Yardeni Research
Tue 24 Mar 2026 - 11:00 EDT / 15:00 GMT / 16:00 CET
Ed Yardeni argued that the current geopolitical crisis has increased uncertainty, but not enough to overturn his core bullish view. He described the situation as “fog of war,” noting that markets are reacting to rapidly shifting headlines, especially around US policy, Iran, and oil. While he initially expected a short conflict, he now sees a more prolonged and unpredictable situation, with the main economic risk coming through higher energy prices and weaker consumer confidence.
Even so, Yardeni continues to assign a 60% probability to his “Roaring 2020s” scenario: no recession, continued earnings growth, strong productivity, and a resilient US economy. He sees today’s decade as analogous to the 1920s, emerging from severe shocks such as the pandemic, inflation, and war, but still capable of strong expansion. He attributes this resilience to productivity gains, AI-led capital spending, healthy household wealth, and continued support from affluent baby boomers, who are spending freely and often helping younger family members financially.
He raised the probability of recession from 20% to 35%, largely because of war-related oil shocks and the risk of a stagflationary environment resembling the 1970s. However, he does not expect oil prices to spiral uncontrollably, and believes the US economy is less energy-intensive and more flexible than in past decades.

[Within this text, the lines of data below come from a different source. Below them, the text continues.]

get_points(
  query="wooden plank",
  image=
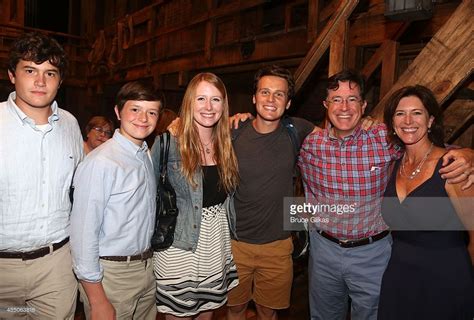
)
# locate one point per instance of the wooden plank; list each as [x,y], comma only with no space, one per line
[389,67]
[337,52]
[445,61]
[321,43]
[456,117]
[375,60]
[313,21]
[373,29]
[210,29]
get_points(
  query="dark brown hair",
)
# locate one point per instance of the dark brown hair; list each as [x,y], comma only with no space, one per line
[436,134]
[38,48]
[276,71]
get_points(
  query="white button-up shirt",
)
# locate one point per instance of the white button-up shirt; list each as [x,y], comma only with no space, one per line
[36,169]
[114,205]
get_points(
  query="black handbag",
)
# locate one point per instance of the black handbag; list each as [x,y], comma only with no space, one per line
[166,209]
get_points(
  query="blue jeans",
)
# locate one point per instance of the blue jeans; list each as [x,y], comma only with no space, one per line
[336,273]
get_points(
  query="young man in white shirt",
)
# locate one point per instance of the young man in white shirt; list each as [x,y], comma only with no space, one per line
[113,215]
[40,147]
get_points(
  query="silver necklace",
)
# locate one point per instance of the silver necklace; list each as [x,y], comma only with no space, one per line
[417,170]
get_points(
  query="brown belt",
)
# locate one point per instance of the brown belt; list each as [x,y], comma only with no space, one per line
[35,254]
[357,242]
[142,256]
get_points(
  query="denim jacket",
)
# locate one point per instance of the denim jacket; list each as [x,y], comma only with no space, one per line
[189,199]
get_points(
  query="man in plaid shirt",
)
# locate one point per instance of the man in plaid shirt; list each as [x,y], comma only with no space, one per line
[345,170]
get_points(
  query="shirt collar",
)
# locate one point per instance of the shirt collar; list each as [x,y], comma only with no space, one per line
[23,118]
[354,135]
[129,145]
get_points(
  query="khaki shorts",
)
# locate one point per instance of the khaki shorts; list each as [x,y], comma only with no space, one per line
[265,273]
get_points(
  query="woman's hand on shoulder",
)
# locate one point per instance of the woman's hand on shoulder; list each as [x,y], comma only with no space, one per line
[173,127]
[239,117]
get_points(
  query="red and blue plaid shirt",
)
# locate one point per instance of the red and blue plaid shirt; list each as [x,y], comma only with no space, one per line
[349,174]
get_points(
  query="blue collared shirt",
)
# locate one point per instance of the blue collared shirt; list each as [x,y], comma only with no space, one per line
[36,170]
[114,205]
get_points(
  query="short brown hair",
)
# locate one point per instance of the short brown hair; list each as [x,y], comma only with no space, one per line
[427,98]
[276,71]
[138,91]
[38,48]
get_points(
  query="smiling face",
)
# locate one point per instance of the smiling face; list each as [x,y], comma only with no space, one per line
[345,108]
[271,99]
[36,85]
[98,135]
[138,119]
[208,105]
[411,120]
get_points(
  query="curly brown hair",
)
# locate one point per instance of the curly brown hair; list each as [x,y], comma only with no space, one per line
[38,47]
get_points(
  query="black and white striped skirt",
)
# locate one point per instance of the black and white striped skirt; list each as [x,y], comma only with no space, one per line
[189,283]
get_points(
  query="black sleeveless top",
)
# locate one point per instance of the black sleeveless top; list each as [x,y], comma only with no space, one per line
[424,211]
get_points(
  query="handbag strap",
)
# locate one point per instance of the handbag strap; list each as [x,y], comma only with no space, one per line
[164,151]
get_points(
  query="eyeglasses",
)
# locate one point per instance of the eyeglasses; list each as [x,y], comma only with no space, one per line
[108,133]
[280,95]
[339,101]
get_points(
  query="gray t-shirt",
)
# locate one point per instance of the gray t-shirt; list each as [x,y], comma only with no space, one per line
[266,166]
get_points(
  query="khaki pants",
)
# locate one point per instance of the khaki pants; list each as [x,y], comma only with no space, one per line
[43,288]
[130,288]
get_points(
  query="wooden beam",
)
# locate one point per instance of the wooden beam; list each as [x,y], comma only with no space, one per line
[321,43]
[313,21]
[456,117]
[208,39]
[338,51]
[374,28]
[389,67]
[444,62]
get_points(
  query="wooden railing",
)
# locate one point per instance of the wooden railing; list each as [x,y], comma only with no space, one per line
[75,47]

He also expects the Fed to remain on pause, looking through temporary inflation pressures rather than reacting aggressively.
On markets, Yardeni still targets 7,700 for the S&P 500 by year-end and 10,000 by 2029. Sector-wise, he favors industrials and healthcare, is more neutral on technology and the Magnificent Seven, and remains watchful but not alarmist about private credit and private equity risks.
• Dr. Ed Yardeni’s base case remains the Roaring 2020s.
• The latest war in the Middle East raises the prospects of a rerun of the Depressing 1970s.
• The US economy is more resilient and less sensitive to rising oil prices now than it was.
• How will this affect the rebalancing that has been underway in US domestic equity and global portfolios?
• He is sticking with his S&P 500 target of 7,700 by the end of this year and 10,000 by the end of 2029.